发布时间：2018-04-15 06:39

本文选题：40.5kV高压断路器 + 新型无刷电励磁直流电机　；参考：《沈阳工业大学》2017年硕士论文

【摘要】：为了提升高压断路器(High Voltage Circuit Breaker,HV-CB)运行可靠性及智能化操作,本文提出了一种应用于40.5kV HV-CB的新型电机操动机构(Motor Operating Mechanism,M-OM)控制系统,即新型无刷电励磁直流电机操动机构控制系统。本文主要对40.5kV HV-CB机械动态特性、电机结构及工作原理、电磁特性、驱动控制技术、及M-OM动态特性仿真等方面研究。并搭建样机硬件试验平台,进一步为HV-CB采用M-OM提供可靠理论依据。主要有以下方面:(1)分析M-OM机械运动模型,将HV-CB传动机构的直线运动转化成电机轴的旋转运动,分析HV-CB传动机构中的拉杆与驱动电机之间的运动对应关系。计算断路器运动负载折算到驱动电机转轴处的等效负载转矩特性,得到驱动电机在HV-CB分合闸操作过程中的等效负载特性、转轴转角等技术参数。(2)详细介绍了样机的物理结构,分析样机的工作原理,对此电机的磁化与电感特性进行了分析,在此基础上推算了转矩公式及矩角特性。通过对比分析,确定了三相不对称半桥电路更匹配样机的电机结构,并作为功率变换主电路。详细介绍了脉宽调制控制及角度控制两种控制方式。为样机控制系统的设计提供理论基础。(3)运用三维有限元方法分析样机特有的结构特点对电磁性能的影响,并确定了样机操动机构动作时的最优励磁电流。分析HV-CB样机操动机构分、合闸动态特性,得出样机操动断路器的平均合闸速度为3.15/s,平均分闸速度为4.83/s,满足40.5kV HV-CB操动机构的分合闸要求。
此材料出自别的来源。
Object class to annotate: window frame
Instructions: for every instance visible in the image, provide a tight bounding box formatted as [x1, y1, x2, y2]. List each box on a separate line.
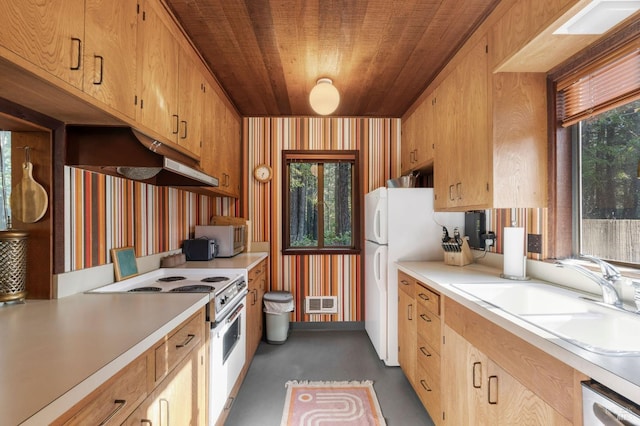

(4)搭建了以TMS320F28335数据处理芯片为核心的样机操动机构控制系统硬件实验平台。设计了双闭环PID控制系统,并完成了软件程序编译。通过不同电压等级的样机空载实验,得到样机转速及电流数据。经过数据分析说明样机的性能良好,符合电机设计原理,验证了样机操动机构理论设计的正确性。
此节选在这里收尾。